Specific and Aggregate
Search the site

Risk Retention Groups - The importance of having uniform regulaory standards

GAO Report
A report by the GAO has said that Risk Retention Groups would benefit from uniform regulatory standards and ensuring that insureds are stakeholders in them. Stating that RRG's have had a "small but important effect in increasing the availability and affordability of commercial insurance for certain groups" the report said that more RRG's had been formed in 2002-2004 than in the previous 15 years. However the report went on to say that most formations had been in States that offered captive charters which meant that they were not subject to the same baseline reporting standards as normal insurers.

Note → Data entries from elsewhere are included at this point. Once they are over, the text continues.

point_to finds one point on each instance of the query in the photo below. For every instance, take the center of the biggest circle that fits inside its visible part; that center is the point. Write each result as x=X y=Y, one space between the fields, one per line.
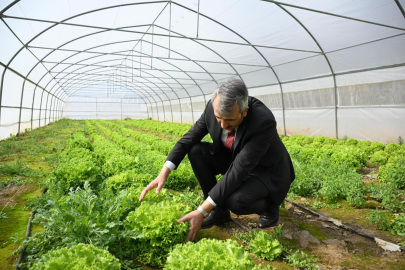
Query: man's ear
x=245 y=112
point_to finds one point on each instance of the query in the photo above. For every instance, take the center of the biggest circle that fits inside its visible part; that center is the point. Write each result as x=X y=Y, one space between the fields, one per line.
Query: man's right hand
x=158 y=183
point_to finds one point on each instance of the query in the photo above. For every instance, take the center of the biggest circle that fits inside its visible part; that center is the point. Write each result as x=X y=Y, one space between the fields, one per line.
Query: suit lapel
x=242 y=127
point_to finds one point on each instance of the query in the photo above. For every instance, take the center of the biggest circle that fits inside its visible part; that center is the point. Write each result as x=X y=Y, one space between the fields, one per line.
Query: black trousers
x=249 y=198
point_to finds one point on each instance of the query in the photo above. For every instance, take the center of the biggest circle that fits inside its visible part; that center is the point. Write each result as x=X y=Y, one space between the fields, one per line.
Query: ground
x=335 y=247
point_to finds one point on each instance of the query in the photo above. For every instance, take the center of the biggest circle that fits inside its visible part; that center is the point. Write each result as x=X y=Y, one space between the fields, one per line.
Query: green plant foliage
x=391 y=148
x=332 y=181
x=393 y=173
x=192 y=199
x=330 y=141
x=379 y=157
x=349 y=155
x=76 y=166
x=83 y=216
x=302 y=260
x=209 y=254
x=154 y=230
x=127 y=179
x=298 y=139
x=79 y=140
x=376 y=146
x=17 y=168
x=380 y=219
x=389 y=196
x=307 y=140
x=398 y=225
x=81 y=256
x=352 y=142
x=264 y=246
x=319 y=139
x=119 y=163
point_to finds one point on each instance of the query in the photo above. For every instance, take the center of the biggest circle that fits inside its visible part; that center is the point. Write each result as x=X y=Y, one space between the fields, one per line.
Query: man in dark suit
x=246 y=149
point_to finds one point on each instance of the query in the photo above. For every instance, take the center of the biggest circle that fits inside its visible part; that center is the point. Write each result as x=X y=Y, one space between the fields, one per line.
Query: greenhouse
x=95 y=96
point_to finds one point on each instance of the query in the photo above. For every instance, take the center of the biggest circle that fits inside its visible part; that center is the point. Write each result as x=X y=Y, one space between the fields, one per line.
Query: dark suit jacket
x=257 y=152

Because not all RRG's use the same accounting standards some regulators may have difficulty determining the financial condition of some RRG's. Whilst the Liability Risk Retention Act (LRRA) does not explicitly require members of RRG to contribute to the capital base of a RRG, the GAO report states that this could be a contributing factor to the recent failure of several large RRG's which have been set up by third party entrepreneurs with managers promoting their own interests as opposed to those of their insured's. The report also went on to say that disclosure wordings should more explicitly describe the consequences of not having state guaranty fund protection and that minimum governance requirements, similar to those provided by the Investment Company Act of 1940, should be established to avoid conflicts and to protect the interests of insureds.